Comment by ncasenmare

Comment by ncasenmare 3 days ago

7 replies

> You’re cherry picking papers.

I just picked the most recent meta-analysis I could find, which also specifically estimates the dose-response curve. (Since averaging the effect at 400 IU and 4000 IU doesn't make sense.)

> Others have already shared other studies showing no significant effects of Vitamin D intervention.

Yes, and the Ghaemi et al 2024 meta-analysis addresses the methodological problems in those earlier meta-analyses. (For example, they average the effects at vastly varying doses from 400 IU and 4000 IU)

> According your numbers, taking Tylenol would be worse than placebo alone! 0.4 vs 0.7

No, I understand this fine. Taking Tylenol would give you active medication + placebo + time, which is 0.4 + 0.7 + X > *1.1.* Taking open-label placebo is just placebo + time = *0.7* + X.

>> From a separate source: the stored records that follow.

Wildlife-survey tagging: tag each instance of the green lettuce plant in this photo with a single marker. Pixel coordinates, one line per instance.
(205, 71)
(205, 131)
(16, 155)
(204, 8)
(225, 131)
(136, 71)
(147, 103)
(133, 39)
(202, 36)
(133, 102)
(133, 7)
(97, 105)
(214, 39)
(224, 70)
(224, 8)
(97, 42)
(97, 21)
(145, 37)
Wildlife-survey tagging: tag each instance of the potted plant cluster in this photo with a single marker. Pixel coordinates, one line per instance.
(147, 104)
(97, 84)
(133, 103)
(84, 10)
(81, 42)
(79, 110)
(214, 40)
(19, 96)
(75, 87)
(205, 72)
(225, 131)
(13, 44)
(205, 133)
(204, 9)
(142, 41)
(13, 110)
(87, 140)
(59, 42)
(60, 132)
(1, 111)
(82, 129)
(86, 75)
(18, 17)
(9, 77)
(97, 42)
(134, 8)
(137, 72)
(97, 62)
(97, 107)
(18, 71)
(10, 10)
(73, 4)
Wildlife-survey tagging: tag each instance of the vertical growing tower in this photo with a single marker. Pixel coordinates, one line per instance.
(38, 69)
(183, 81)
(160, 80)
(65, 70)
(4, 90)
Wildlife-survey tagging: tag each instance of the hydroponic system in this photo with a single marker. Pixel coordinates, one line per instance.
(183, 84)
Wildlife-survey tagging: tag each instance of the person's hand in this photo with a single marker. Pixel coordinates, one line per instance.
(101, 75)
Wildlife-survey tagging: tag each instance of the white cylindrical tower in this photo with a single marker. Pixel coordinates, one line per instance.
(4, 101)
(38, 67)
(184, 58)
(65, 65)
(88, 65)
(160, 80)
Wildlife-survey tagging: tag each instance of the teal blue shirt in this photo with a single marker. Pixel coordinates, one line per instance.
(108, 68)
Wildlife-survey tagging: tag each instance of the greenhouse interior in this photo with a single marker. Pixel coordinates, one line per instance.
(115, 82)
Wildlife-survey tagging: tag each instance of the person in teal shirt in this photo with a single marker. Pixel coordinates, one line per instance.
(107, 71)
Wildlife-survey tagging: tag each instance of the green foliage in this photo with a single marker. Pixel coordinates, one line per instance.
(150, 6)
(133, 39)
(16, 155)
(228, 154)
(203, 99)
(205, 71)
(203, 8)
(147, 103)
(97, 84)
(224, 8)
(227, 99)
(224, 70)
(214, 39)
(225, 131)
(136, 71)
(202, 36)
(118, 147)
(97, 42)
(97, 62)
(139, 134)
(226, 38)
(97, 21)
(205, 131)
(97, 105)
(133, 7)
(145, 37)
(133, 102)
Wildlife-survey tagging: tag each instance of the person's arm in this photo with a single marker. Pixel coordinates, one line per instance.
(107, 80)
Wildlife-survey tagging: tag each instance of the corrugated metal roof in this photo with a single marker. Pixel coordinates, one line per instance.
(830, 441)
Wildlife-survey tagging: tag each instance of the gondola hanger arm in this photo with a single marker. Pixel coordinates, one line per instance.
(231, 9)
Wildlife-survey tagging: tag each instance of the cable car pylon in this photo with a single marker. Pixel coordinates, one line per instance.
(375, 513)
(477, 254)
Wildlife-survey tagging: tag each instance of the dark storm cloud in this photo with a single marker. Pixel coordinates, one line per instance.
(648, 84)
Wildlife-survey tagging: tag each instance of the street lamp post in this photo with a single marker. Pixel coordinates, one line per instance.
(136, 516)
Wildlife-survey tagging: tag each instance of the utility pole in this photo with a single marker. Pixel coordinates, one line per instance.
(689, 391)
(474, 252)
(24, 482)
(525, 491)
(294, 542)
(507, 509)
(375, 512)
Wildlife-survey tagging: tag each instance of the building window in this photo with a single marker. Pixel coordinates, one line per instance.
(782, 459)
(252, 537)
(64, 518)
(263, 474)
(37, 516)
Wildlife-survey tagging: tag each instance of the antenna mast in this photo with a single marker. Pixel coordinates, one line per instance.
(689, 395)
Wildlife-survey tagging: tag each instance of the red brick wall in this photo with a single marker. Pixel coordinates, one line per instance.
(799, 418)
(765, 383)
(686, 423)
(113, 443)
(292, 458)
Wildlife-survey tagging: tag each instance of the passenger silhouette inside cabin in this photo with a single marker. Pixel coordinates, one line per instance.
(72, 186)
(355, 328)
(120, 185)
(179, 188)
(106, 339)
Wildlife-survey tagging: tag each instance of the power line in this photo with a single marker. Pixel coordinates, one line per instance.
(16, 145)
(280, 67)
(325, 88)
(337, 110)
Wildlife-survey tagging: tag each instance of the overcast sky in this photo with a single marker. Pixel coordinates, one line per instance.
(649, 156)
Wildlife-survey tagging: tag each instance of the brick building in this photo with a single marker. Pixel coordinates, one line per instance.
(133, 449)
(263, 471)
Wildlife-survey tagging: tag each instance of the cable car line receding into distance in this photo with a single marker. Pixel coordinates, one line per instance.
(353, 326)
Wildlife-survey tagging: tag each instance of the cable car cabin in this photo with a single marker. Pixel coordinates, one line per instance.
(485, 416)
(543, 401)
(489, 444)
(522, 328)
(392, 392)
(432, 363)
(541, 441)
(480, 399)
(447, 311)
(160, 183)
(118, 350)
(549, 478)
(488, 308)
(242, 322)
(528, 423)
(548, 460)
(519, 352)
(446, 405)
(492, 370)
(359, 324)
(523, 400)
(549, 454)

(Edit: Also, these aren't "my" numbers. They're from a major peer-reviewed study published in Nature, the highest-impact journal. I don't like "hey look at the credentials here", but I bring it up to note I'm not anti-science, see below paragraph)

===

Stepping back, I suspect the broader concern you have is you (correctly!) see that supplement/nutrition research is sketchy & full of grifters. And at the current moment, it seems to play into the hands of anti-establishment anti-science types. I agree, and I'll try to edit the tone of the article to avoid that.

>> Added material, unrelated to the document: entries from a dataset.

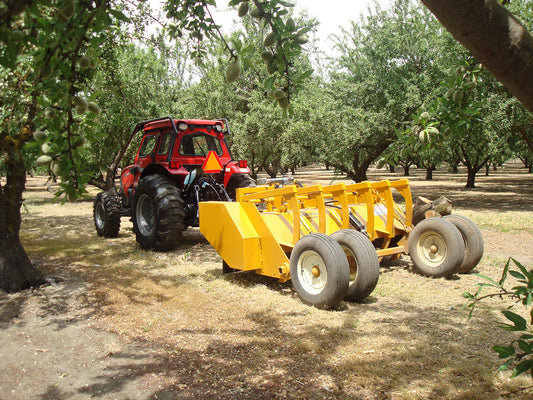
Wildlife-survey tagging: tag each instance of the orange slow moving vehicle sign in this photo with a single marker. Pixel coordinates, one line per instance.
(212, 163)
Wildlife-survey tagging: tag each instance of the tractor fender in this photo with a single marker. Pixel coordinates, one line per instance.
(232, 168)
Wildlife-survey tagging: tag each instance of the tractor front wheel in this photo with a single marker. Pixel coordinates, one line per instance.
(157, 214)
(106, 213)
(319, 270)
(473, 241)
(436, 248)
(363, 261)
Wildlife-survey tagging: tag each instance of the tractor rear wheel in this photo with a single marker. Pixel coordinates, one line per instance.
(106, 214)
(436, 247)
(363, 261)
(319, 270)
(157, 214)
(473, 241)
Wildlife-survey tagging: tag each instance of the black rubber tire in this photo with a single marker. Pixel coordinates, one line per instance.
(473, 239)
(363, 261)
(447, 254)
(106, 214)
(238, 181)
(226, 269)
(158, 214)
(320, 253)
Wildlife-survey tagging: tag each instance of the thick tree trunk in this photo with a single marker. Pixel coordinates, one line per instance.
(429, 173)
(495, 37)
(425, 208)
(471, 178)
(16, 269)
(406, 168)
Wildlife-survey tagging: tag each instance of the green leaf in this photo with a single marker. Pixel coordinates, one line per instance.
(504, 351)
(522, 367)
(269, 82)
(519, 322)
(118, 15)
(487, 278)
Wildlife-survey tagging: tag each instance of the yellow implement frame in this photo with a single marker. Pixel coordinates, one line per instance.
(260, 229)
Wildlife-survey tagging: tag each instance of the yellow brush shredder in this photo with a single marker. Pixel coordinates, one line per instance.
(328, 240)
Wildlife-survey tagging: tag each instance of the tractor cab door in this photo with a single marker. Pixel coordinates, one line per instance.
(146, 153)
(145, 156)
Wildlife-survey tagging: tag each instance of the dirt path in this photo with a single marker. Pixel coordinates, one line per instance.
(120, 323)
(49, 349)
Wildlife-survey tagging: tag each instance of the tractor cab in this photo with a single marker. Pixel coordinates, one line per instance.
(182, 149)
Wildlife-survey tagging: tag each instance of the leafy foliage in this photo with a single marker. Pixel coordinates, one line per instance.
(518, 354)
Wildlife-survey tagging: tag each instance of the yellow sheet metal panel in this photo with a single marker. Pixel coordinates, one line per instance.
(274, 261)
(227, 227)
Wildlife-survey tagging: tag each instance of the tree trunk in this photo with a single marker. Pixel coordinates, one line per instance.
(16, 270)
(359, 175)
(425, 208)
(494, 37)
(471, 178)
(429, 173)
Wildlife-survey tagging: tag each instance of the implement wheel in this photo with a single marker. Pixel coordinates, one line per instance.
(157, 214)
(319, 270)
(436, 248)
(106, 213)
(363, 261)
(473, 241)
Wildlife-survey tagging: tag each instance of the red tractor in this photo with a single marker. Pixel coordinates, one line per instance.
(178, 164)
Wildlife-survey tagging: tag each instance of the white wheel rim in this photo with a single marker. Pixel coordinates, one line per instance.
(145, 215)
(432, 249)
(312, 272)
(99, 216)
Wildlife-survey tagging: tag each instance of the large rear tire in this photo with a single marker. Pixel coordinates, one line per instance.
(363, 261)
(319, 270)
(473, 241)
(106, 214)
(158, 214)
(436, 248)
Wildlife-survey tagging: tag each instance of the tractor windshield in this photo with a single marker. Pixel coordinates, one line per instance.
(199, 144)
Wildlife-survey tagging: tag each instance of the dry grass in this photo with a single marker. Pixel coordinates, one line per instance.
(245, 336)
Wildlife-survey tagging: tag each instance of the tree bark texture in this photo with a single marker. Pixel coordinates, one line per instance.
(425, 208)
(16, 269)
(495, 38)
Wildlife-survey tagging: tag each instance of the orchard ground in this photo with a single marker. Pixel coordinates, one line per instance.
(118, 322)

That said, there still is some good science (among the crap), and I think the better evidence is accumulating (at least for Vitamin D) that it's on par with traditional antidepressants, possibly more. I agree that much larger trials are required.

svara 3 days ago

> They're from a major peer-reviewed study published in Nature, the highest-impact journal.

No, the domain name is nature.com because it's in a Nature Publishing Group journal, Scientific Reports, which is their least prestigious journal.

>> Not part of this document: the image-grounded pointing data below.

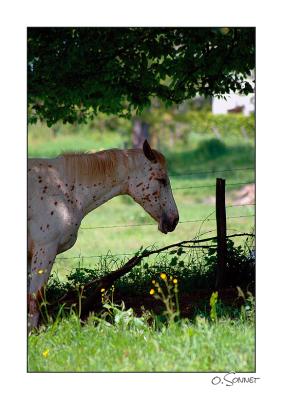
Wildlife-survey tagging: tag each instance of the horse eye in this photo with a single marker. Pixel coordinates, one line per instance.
(162, 180)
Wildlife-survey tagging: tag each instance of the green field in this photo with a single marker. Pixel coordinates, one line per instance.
(201, 154)
(199, 345)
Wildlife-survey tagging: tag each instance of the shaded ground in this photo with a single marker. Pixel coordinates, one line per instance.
(190, 303)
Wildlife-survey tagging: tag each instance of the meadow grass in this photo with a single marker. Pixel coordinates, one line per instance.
(201, 346)
(189, 346)
(195, 203)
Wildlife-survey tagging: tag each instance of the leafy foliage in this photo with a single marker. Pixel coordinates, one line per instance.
(75, 72)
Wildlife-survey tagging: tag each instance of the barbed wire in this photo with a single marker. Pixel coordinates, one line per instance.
(205, 186)
(132, 254)
(211, 171)
(150, 224)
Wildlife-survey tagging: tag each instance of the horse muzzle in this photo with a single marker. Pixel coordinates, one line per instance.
(167, 224)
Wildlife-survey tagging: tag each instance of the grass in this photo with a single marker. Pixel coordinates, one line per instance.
(196, 345)
(130, 344)
(202, 153)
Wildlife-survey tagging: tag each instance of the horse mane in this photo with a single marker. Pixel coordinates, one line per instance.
(90, 166)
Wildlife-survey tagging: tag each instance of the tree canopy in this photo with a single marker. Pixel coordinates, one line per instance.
(74, 73)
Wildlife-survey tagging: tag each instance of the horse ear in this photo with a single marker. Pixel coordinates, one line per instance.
(148, 152)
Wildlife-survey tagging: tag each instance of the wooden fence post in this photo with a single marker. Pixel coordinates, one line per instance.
(221, 233)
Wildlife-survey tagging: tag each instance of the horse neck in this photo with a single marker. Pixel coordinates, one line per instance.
(104, 188)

It's a common mistake, and they do that on purpose, of course, to leverage the Nature brand.

It's also a mistake that implies a complete lack of familiarity with scientific publishing, unfortunately, which makes it a bit difficult to take your judgements regarding plausibility very seriously.

  • directevolve 3 days ago

    It’s less prestigious because it doesn’t judge papers on novelty, only on technical accuracy. For incremental research like this, it is an appropriate choice. The lower prestige has no bearing on the accuracy of their findings.

  • MRtecno98 2 days ago

    > It's also a mistake that implies a complete lack of familiarity with scientific publishing, unfortunately, which makes it a bit difficult to take your judgements regarding plausibility very seriously.

    It's still peer reviewed, and as the sibling comment said, more applicable to this type of research. Also you now went from raising understandable objections to refusing the argument because it comes from a specific journal, which doesn't sound very scientific to me

    • svara 2 days ago

      You're right it isn't fair to reject someone's scientific argument just because they seem unfamiliar with how professional science works.

      We shouldn't have believed the study more if it actually had been in Nature.

      I don't think that's what I was saying, though.

      The issue in this thread was about taking a step back and looking at the overall plausibility of the conclusions, taking together multiple studies.

      I agree with the GP that the argument doesn't really pass the smell test.

      That's still the main issue, and it is something that people who don't understand scientific publishing struggle understanding/doing, because they lack the intuition for how certain results came about.

keybrd-intrrpt 3 days ago

Hello, there is another study that might be relevant to you

https://pubmed.ncbi.nlm.nih.gov/28768407/

> A statistical error in the estimation of the recommended dietary allowance (RDA) for vitamin D was recently discovered

> ... This could lead to a recommendation of 1000 IU for children <1 year on enriched formula and 1500 IU for breastfed children older than 6 months, 3000 IU for children >1 year of age, and around 8000 IU for young adults and thereafter.